Não foi, de modo algum, o caso a 3 de Maio de 2017. Marine Le Pen e Emmanuel Macron enfrentaram-se como carroceiros, prosseguindo o combate da sua campanha.

Esta violência verbal incontrolável atesta, na minha memória de eleitor, uma fractura sem precedentes no país. Este diálogo de surdos entre os seus líderes apenas poderá levar os seus eleitores ao confronto. De forma clara, a França será nos próximos anos o teatro de uma enorme confrontação de rua, de uma revolução, ou até de uma guerra civil.

Todos nós conhecemos o diagnóstico: de um lado gente bem na vida, trabalhando no terciário, habitando nos centros urbanos e sendo consumidores de cultura; do outro lado cidadãos pobres, trabalhando no sector primário e no secundário, habitando nos subúrbios ou nas zonas rurais, privados de futuro e de serviços públicos.
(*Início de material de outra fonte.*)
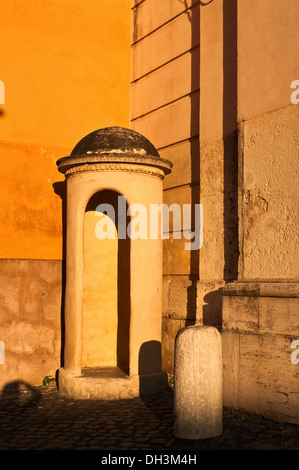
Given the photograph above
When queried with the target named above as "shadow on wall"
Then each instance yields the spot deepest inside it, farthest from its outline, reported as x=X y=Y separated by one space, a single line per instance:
x=60 y=190
x=20 y=394
x=212 y=310
x=149 y=364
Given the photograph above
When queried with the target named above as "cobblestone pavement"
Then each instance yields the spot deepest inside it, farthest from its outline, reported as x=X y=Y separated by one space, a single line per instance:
x=41 y=419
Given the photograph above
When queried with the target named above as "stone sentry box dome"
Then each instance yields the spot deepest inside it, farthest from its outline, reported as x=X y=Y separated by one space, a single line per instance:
x=113 y=293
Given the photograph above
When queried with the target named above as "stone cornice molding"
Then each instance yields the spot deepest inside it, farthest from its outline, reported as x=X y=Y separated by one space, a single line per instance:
x=112 y=161
x=114 y=167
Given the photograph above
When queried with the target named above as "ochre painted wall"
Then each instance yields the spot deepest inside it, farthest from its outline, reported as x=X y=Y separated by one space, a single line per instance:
x=65 y=66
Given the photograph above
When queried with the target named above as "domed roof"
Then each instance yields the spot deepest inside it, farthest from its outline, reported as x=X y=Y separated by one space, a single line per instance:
x=114 y=140
x=112 y=145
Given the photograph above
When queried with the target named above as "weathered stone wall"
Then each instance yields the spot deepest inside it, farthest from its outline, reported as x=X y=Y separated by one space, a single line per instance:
x=30 y=319
x=260 y=322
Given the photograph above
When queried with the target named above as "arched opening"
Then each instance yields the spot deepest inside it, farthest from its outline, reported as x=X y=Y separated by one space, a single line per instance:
x=106 y=286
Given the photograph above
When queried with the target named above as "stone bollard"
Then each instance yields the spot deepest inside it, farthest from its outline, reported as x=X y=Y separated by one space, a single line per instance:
x=198 y=383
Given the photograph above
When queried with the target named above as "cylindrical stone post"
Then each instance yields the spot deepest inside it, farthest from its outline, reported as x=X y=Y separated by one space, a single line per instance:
x=198 y=383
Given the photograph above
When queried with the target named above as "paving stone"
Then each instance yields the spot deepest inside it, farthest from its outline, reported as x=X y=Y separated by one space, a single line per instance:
x=128 y=424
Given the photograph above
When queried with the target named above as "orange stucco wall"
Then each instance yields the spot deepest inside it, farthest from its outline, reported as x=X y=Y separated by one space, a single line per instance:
x=65 y=66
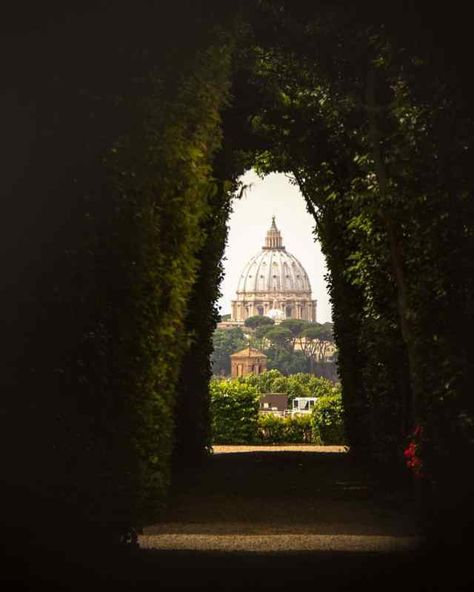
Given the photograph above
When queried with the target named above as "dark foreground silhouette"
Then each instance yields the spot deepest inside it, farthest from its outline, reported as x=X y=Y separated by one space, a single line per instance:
x=233 y=494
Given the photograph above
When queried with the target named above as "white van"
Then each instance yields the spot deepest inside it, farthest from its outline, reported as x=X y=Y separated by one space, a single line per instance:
x=302 y=405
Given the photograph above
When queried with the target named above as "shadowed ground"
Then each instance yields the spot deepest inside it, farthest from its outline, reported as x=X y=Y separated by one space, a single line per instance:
x=279 y=519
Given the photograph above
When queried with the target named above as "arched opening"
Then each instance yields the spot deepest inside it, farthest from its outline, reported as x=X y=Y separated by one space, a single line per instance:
x=125 y=286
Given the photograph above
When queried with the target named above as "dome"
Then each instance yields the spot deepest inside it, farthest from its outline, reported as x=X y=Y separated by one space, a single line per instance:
x=273 y=269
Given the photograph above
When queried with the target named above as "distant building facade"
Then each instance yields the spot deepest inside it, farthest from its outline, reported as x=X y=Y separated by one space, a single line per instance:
x=273 y=284
x=247 y=361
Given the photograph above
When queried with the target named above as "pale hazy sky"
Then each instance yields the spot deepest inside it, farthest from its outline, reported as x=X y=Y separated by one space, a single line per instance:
x=251 y=218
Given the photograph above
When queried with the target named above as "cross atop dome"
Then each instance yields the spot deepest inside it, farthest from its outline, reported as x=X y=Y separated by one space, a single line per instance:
x=273 y=240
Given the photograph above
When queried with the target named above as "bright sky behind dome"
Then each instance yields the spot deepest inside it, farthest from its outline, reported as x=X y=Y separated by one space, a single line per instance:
x=251 y=218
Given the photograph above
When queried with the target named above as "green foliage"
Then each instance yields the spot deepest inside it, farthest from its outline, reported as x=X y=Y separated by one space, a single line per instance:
x=287 y=361
x=327 y=420
x=226 y=342
x=234 y=412
x=236 y=419
x=276 y=429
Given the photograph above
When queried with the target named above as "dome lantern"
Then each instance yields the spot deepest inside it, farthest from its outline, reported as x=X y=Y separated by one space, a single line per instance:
x=273 y=240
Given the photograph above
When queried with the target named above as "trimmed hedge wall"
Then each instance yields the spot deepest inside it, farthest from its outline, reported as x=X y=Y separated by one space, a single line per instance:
x=275 y=429
x=235 y=418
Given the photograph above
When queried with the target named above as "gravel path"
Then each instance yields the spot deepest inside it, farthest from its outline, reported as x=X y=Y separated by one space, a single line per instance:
x=277 y=499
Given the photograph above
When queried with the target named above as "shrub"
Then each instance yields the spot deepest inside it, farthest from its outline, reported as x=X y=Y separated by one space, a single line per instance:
x=327 y=419
x=276 y=429
x=234 y=412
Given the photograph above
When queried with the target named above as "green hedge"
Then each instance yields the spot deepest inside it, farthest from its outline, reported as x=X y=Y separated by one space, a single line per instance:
x=327 y=420
x=277 y=429
x=235 y=418
x=234 y=412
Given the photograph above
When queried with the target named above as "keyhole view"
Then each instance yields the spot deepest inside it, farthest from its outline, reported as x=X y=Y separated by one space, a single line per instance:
x=237 y=295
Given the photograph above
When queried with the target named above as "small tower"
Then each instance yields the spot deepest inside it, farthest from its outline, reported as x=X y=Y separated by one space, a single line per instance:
x=247 y=361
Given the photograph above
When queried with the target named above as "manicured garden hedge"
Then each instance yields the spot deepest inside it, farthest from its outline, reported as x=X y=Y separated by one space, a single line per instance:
x=235 y=418
x=234 y=412
x=277 y=429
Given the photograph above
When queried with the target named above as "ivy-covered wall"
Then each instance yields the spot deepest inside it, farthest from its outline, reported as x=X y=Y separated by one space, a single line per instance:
x=125 y=154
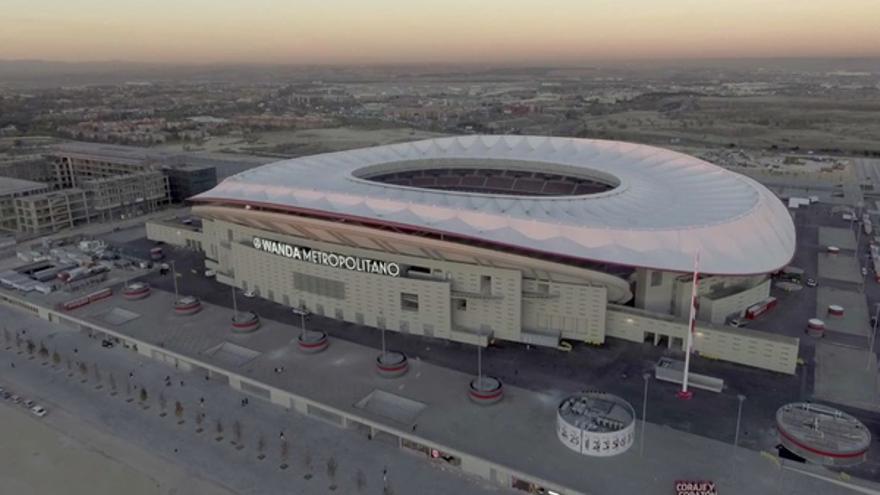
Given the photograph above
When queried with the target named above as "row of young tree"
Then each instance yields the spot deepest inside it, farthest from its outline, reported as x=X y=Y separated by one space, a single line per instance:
x=199 y=417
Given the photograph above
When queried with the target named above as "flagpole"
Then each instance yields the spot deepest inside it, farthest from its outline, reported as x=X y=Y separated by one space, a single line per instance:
x=684 y=393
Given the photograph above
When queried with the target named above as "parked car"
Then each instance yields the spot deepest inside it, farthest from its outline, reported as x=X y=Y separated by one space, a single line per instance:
x=739 y=322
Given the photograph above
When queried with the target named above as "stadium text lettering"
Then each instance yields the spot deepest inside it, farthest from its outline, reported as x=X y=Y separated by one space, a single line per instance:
x=334 y=260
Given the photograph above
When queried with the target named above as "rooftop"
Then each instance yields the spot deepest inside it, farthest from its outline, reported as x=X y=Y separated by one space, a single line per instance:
x=8 y=186
x=645 y=207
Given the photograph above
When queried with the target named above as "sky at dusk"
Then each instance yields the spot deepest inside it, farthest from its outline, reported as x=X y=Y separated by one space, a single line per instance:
x=407 y=31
E, claro, uma quantidade de gente entre estes dois pólos, temendo vir a cair no segundo.

Segundo a Srª Le Pen, os seus eleitores são vítimas de uma dissolução progressiva da Nação e da República na globalização. Segundo o Sr. Macron, os seus eleitores, ao enriquecerem, tornaram-se os vencedores da modernidade e são exemplos a seguir.

Os telespectadores, atordoados, assustados pela violência do debate de 3 de Maio, não puderam constatar as qualidades de cada um dos dois candidatos.

Marine Le Pen apareceu liberta da sua formação de extrema-direita, ao mesmo tempo maternal e séria. Sendo advogada, mostrou-se imbuída de justiça social e colocou o seu talento ao serviço da «França da base». Ela não possui uma mente brilhante capaz de iluminar os salões parisienses, mas dispõe de um discernimento claro que lhe permite instantaneamente eliminar o pechisbeque de estilo e as elucubrações fantasistas.

Emmanuel Macron é um espírito superior, muito mais inteligente do que a sua rival, muitas vezes charmoso, por vezes ácido. Teatral, ele domina a arte da ilusão. É uma personalidade narcísica, muitas vezes maldosa, desprovido de escrúpulos e de remorsos. Divertiu-se a fazer pouco da sua rival fazendo-se passar por um príncipe encantado que enfrenta uma criança travestida de monstro nazista.

No final desta longa campanha, debate televisivo incluído, é provável que o Sr. Macron seja eleito pela coligação da «França de cima» e daqueles que esperam lá chegar. Mas nada permite antecipar a maneira como se irão desenrolar as eleições legislativas de Junho. A lógica segundo a qual os Franceses deveriam dar uma maioria de deputados ao Presidente que acabaram de elegar poderia esbarrar no despertar de forças que foram eliminadas na primeira volta da eleição presidencial. Não se pode excluir, portanto, que o encanto se quebre mais rápidamente que o previsto e Emmanuel Macron seja imediatamente forçado a negociar com os anteriores vencidos.

De qualquer forma —que o presidente presida sozinho ou que governe, em associação com o que resta da UMP e do PS—, o abismo que separa as duas Franças vai continuar a aprofundar-se e a alargar. Os cidadãos que desejam defender o Interesse público, quer dizer a República, não têm outra escolha senão a de se organizar para resistir, por detrás da chefe eleita da oposição, Marine Le Pen, e de se preparar para vir a exercer o Poder. Têm de perceber que o tempo das cortesias acabou e que a raiva não para de crescer.